Email updates

Keep up to date with the latest news and content from Genome Biology and BioMed Central.

Opinion

What use is the human genome for understanding the mouse?

Paul Denny*, Rachael Bate and Ann-Marie Mallon

Author Affiliations

MRC UK Mouse Genome Centre and Mammalian Genetics Unit, Harwell, Oxon OX11 0RD, UK

For all author emails, please log on.

Genome Biology 2001, 2:comment2009-comment2009.5  doi:10.1186/gb-2001-2-11-comment2009

The electronic version of this article is the complete one and can be found online at: http://genomebiology.com/2001/2/11/comment/2009


Published:22 October 2001

© 2001 BioMed Central Ltd

Abstract

Having a working draft of the human genome sequence is proving invaluable to mouse genetic and genomic studies, providing a useful stepping-stone towards the finished sequence of the mouse genome.

Opinion

All over the world, mouse geneticists have applauded the publication of the initial analysis of the human genome sequence(s) [1,2]. Why?

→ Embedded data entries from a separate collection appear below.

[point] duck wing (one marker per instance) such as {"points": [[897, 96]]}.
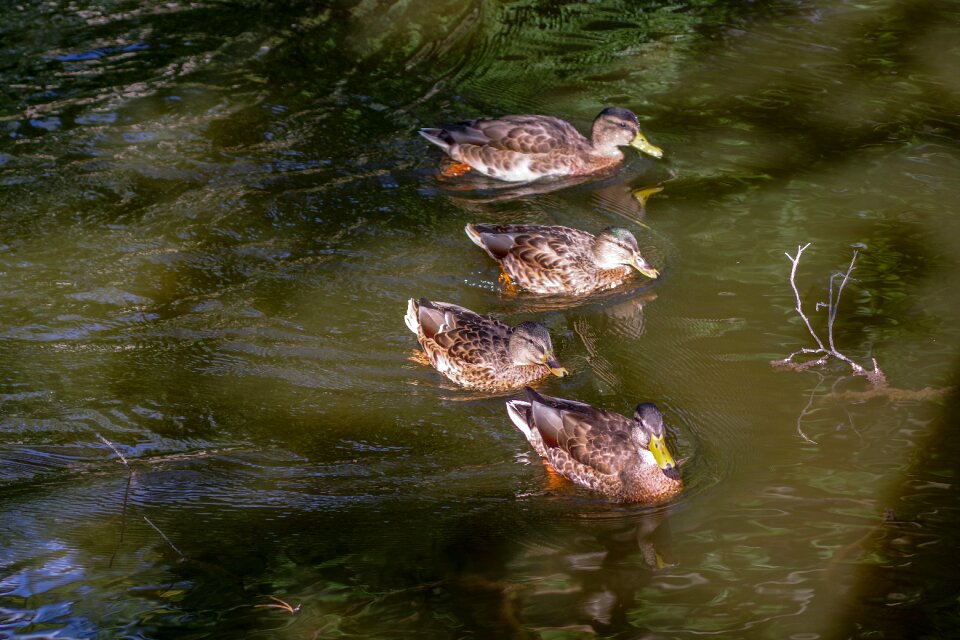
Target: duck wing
{"points": [[594, 437], [528, 134], [543, 246], [464, 335]]}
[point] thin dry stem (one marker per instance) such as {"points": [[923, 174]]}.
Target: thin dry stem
{"points": [[115, 450], [875, 377], [165, 538]]}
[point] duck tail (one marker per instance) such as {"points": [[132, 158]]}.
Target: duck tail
{"points": [[519, 412], [412, 318]]}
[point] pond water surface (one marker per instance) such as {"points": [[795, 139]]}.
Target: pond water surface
{"points": [[212, 217]]}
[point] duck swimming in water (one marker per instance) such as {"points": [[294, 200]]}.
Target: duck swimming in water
{"points": [[561, 260], [481, 352], [521, 148], [625, 460]]}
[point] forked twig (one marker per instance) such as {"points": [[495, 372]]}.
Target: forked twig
{"points": [[876, 377], [282, 604]]}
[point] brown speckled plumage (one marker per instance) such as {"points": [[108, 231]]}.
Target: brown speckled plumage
{"points": [[598, 449], [519, 148], [561, 260], [480, 352]]}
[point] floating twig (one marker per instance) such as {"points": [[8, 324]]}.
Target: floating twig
{"points": [[115, 450], [876, 377], [165, 538], [282, 604]]}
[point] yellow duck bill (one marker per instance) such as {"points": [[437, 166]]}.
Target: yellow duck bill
{"points": [[641, 143], [658, 447]]}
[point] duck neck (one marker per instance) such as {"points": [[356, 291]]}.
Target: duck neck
{"points": [[601, 145]]}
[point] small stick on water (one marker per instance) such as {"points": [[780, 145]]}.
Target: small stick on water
{"points": [[126, 496], [165, 538], [115, 450], [876, 377], [282, 605]]}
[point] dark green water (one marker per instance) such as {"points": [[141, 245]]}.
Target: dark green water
{"points": [[213, 214]]}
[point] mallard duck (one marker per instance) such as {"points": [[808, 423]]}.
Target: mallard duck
{"points": [[523, 148], [555, 259], [480, 352], [625, 460]]}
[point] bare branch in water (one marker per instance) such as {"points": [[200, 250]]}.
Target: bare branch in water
{"points": [[126, 496], [115, 450], [282, 605], [165, 538]]}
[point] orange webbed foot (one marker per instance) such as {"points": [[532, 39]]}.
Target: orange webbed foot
{"points": [[507, 283], [554, 480], [454, 169], [418, 357]]}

One simplistic answer is that mouse and human are two flavors of mammal, and a genome sequence for one is a surrogate for the other. So perhaps the pertinent question then becomes: how can mouse geneticists make use of the human sequence? In this article, we briefly describe some ways in which the human working draft sequence can be used as a tool in mouse genomics, not only for assembling the mouse genome but also for identifying conserved sequence elements and providing new insights into genome evolution.

Before the genome

Even before the inception of 'The Human Genome Project', mouse and human genetics already formed a two-way street. An early example of this was the observation that inherited traits exhibiting sex-linkage in humans were also sex-linked in mice - for example, hypophosphatemia [3]. As genetic maps improved in both species, it became clear that there were blocks of conserved synteny, along chromosomes (synteny literally means 'on the same thread') [4]. Indeed, with the development of dense, genome-wide maps, it has become possible confidently to infer the location of a mouse homolog of a human gene, on the basis of the location of the genes that flank it in the human genome, and vice versa (Figure 1) [5,6].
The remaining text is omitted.